Visit abroad . Domestic CDNs often only accelerate access for domestic users, but foreign CDNs may not. Therefore, you may get the real IPby accessing the foreign online proxy website APP Synthetic Monitor ( https://as,.ca.com/en/ping.png )
Query the resolution record of the domain name . Maybe the target host has not used CDN a long time ago, so you can observe the IP history of the domain name through the website NETCRAFT ( https://www.netcraft.com ), and you can also roughly analyze the real IP segment of the target.
If the target website has its own APP, you can try to use Fiddler or Burp Suite to capture the App's request and find the target's real IP from it.
Bypass CloudFlare CDN to find real IP . Many websites now use the CDN service provided by CloudFlare. After determining that the target website uses CDN, you can first try toauthenticate CloudFlare customer websites through the online website Cloud Flare ( http;//www.crimeflare.us/cfs.html#box ). IP query
1.7 Collect sensitive directory files
In penetration testing, detecting the Web directory structure and hidden sensitive files is an essential link, from which you can obtain the website’s backend management page, file upload page, and even scan the website’s source code.

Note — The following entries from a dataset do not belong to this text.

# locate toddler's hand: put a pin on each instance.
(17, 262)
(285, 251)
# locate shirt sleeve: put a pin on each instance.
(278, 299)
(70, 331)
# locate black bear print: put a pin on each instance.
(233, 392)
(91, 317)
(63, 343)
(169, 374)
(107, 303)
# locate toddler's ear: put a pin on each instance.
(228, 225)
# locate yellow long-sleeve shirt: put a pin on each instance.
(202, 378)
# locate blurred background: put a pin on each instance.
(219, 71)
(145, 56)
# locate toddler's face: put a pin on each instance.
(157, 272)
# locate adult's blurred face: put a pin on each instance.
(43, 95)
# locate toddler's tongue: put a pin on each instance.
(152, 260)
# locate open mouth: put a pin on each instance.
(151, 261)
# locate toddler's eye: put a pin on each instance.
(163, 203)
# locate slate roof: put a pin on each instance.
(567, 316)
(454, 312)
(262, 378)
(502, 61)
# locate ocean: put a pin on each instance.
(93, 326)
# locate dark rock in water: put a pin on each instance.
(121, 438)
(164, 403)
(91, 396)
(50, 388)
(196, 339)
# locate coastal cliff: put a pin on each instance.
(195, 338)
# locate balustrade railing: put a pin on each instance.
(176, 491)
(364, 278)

Website directory scanning tool
dirb , wwwscan, DirBuster in Kali ( written based on java, need to be installed under the java running environment JRE ), Spinder.py (lightweight and fast single file directory background scanning), Sensitivefilescan (lightweight and fast single file directory background scanning) , Weakfilescan (lightweight and fast single file directory background scanning)
Dirb URL, Dirl URL dictionary, Yujian background scanning collector's edition
Set the thread value , it is recommended to be between 20-30 . If it is too large, it may cause the system to crash.

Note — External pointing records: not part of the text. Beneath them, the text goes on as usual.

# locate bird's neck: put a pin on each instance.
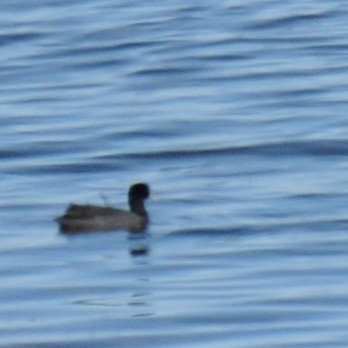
(137, 207)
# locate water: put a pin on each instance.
(234, 113)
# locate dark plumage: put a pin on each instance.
(89, 218)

Select the scan type, and if scanning with a personal dictionary, select the "List based brute force" option.
Click "Browse" to select a dictionary. You can choose the dictionary that comes with the tool or your own dictionary.
Select "URL Fuzz" mode in Select starting options to scan. Please note when setting up fuzzing , enter "\{dir})" in URL to fuzz. (dir) here is a variable used to represent each row in the dictionary
If the target of your scan is http://wwwxxx.com/admin/ , then you need to fill in "/admin/{dir}" in the URL to fuzz, which means you can splice whatever you want before and after "{dir}" directory or suffix, for example, entering ":/admin/{dir}php" means scanning all php files in the admin directory.
In addition, readers can also use many online tool stations, and the results are quite good. Here is one recommended: WebScan ( http://www.webscan.ce/ ).
Common sensitive documents
Robots.txt
Stored in the root directory of the website , it is used to tell search engines which pages can be crawled and which pages cannot be crawled.